Participants listen to a speaker during the Women's March for Truth on January 20, 2018 in St Louis, Missouri.Whitney Curtis / Getty Images

But there is division on what harassment actually means. Contrary to the popular image, 83 percent of millennials said that showing someone porn at work was sexual harassment, compared to 94 percent of baby boomers. Research has also shown disagreements about sexuality in general: younger generations are less accepting of “pressured sex,” while many boomers question why younger women seem to feel that they lack sexual agency.

As a new script for sexuality emerges, one optimistic revision could ensure that Americans in the workplace are not powerless: from halting forced arbitration and the abuse of nondisclosure and confidentiality agreements, to improving insecure jobs and lack of labor law enforcement. With these changes, both accusers and accused will be more likely to receive due process.

A rewrite will also involve changing norms of behavior beyond the workplace. Just as thoughtful people now consider their words and actions on race, so many will increasingly be asked to be aware of how expressions of their sexual attitudes and behavior are received by others. This process is difficult and the needs of all ages, orientations, genders, races and classes will have to be taken into account.

But rather than pitting one generation against each other, the shakeup will hopefully come to focus more on younger generations dealing with the societal business that older generations left unfinished — business confronted by the Occupy Movement, Black Lives Matter and now, #MeToo.

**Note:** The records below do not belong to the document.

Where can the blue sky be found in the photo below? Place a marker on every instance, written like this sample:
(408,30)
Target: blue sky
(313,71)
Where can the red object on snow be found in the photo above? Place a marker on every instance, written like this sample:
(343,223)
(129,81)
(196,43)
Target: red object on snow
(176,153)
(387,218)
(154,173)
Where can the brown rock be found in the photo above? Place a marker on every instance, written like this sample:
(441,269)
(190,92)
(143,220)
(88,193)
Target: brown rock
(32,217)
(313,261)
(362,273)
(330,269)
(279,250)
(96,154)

Employment laws like the Civil Rights Act of 1964, which made workplace gender discrimination illegal but left it rampant in practice (witness the wage gap), are getting a rethink.

More broadly, abstract ideas about consent, power and freedom in the context of sexuality are getting unpacked. How do we rebalance forces that led us from 1960s ideals of universal love to an internet culture which leaves many feeling sexually numb and degraded?

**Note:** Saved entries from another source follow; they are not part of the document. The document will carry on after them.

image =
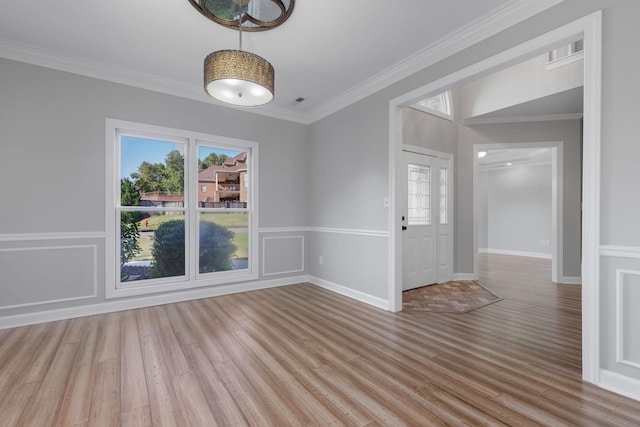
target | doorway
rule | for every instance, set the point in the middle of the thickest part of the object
(556, 242)
(588, 29)
(427, 222)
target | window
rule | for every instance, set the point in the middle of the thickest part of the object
(419, 195)
(438, 105)
(164, 234)
(565, 55)
(444, 196)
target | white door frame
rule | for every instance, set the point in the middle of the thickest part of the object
(589, 29)
(557, 203)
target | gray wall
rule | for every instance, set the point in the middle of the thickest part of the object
(518, 209)
(365, 125)
(52, 166)
(429, 131)
(52, 133)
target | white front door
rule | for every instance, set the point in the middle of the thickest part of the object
(427, 221)
(419, 255)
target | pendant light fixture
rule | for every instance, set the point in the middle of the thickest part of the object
(237, 77)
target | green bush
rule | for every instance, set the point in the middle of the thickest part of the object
(216, 249)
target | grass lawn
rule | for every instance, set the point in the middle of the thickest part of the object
(231, 220)
(241, 240)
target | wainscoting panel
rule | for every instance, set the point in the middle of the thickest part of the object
(282, 255)
(47, 274)
(628, 317)
(619, 319)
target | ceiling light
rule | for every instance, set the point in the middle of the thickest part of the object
(256, 15)
(233, 76)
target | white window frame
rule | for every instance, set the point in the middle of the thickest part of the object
(192, 278)
(445, 99)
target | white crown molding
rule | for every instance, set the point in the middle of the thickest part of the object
(72, 235)
(521, 119)
(35, 55)
(477, 30)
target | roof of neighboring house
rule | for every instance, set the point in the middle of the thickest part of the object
(159, 196)
(234, 164)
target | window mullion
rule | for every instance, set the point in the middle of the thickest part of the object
(191, 194)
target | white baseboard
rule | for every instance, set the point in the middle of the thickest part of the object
(515, 253)
(140, 302)
(626, 386)
(348, 292)
(464, 276)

It’s not yet obvious where we’re going, but it’s clear where we’re not. America isn’t going back to the Victorian era, when women and minorities had little power over their economic, social or sexual lives. We also won’t be returning to the 1950s, when heterosexuality was the only acceptable sexual identity and sex outside marriage was taboo.

But we can’t stay stuck in a world in which powerful white men largely control our media and politics, and male-dominated corporations rule brutally over working people who face harassment, sexual and otherwise, as they strive to make a living.

The train has lurched out of the station, reeling and screeching. There will bone-rattling bumps and angry wrestling over whose vision will guide us. Sometimes it will feel as if we’re going off the rails. To arrive at a better place, members of every generation will have to brace themselves for a hell of an uncomfortable ride.

Lynn Stuart Parramore is a cultural theorist who studies the intersection between culture and economics. Her work has appeared at Reuters, Lapham’s Quarterly, Salon, VICE, Huffington Post and others.